Byliście tu:)

czwartek, 19 maja 2011

Zaległa bransoletka

Chyba jednak wolę wykonywać mniejsze rzeczy. Szybko się robi i jest co pokazać na blogu.Bransoletkę chyba w kwietniu zamawiała Ola, a że wczoraj miała imieniny, miałam motywację do szybkiej roboty. Gdzieś pomiędzy sprzątaniem gipsu (maleńki remoncik...) a myciem garów udało się zrobić coś takiego i nawet nieźle to wygląda. Ważne, że Ola zadowolona. Dziś mam "zlecenie" czyli prośbę od innej koleżanki o zrobienie takiej w błękitach. Musze tylko znaleźć biały sznurek od kurtki, chyba że na czarnym będzie dobrze. I jeszcze tylko ten czas... Mam inne rzeczy do zrobienia, bo uroczystość zbliża się wielkimi krokami i mimo, że niewielka, to jednak zobowiązuje.

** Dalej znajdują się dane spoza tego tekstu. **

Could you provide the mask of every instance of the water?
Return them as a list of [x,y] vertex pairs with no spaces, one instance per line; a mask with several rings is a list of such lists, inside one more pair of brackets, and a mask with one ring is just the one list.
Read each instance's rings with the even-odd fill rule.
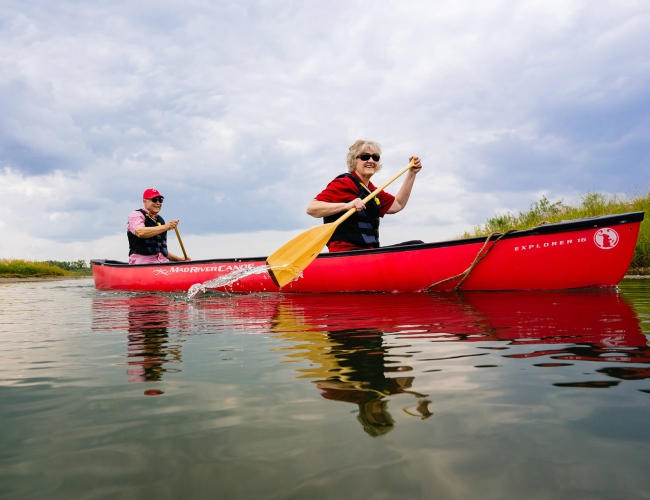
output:
[[0,498],[648,498],[650,281],[0,285]]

I w pracy dłużej będę. Musi się udać.
Darias dzięki za maila, jak znajdę chwilkę, to pokombinuję. Cieszę się, że masz dla mnie czas.
Janeczko i Juto: to strasznie miłe, że zawsze mnie wspieracie. 
W ogóle zawsze z wielką chęcią czytam wszystkie komentarze.



6 komentarzy:

  1. Wspaniała bransoletka i bardzo, bardzo pomysłowa. Podobają mi się oryginalne przedmioty. Pozdrawiam serdecznie:)

    OdpowiedzUsuń
  2. Bardzo fajna bransoletka, kiedyś bardzo podobną zrobiłam koleżance.
    Pozdrawiam serdecznie :)))

    OdpowiedzUsuń
  3. Ojjjjjjjjjjj chyba rośnie konkurentka moim ulubionym kwiatkom :))
    Śliczna achhhhhhhhhhhhhhhhhhhhhhhhh
    Co do Picasa, jakby co to pytaj kochana i trzymam kciuki za przygotowania komunijne :)

    OdpowiedzUsuń
  4. Bardzo mi się podoba ta bransoletka!!! Cudna jest:)
    Pozdrawiam i rozciągającej się doby życzę;)

    OdpowiedzUsuń
  5. Cudna i pomysł wspaniały.

    OdpowiedzUsuń
  6. Bransoletka naprawdę super. Co do wspierania to ja dziękuje również za przesympatyczne komentarze.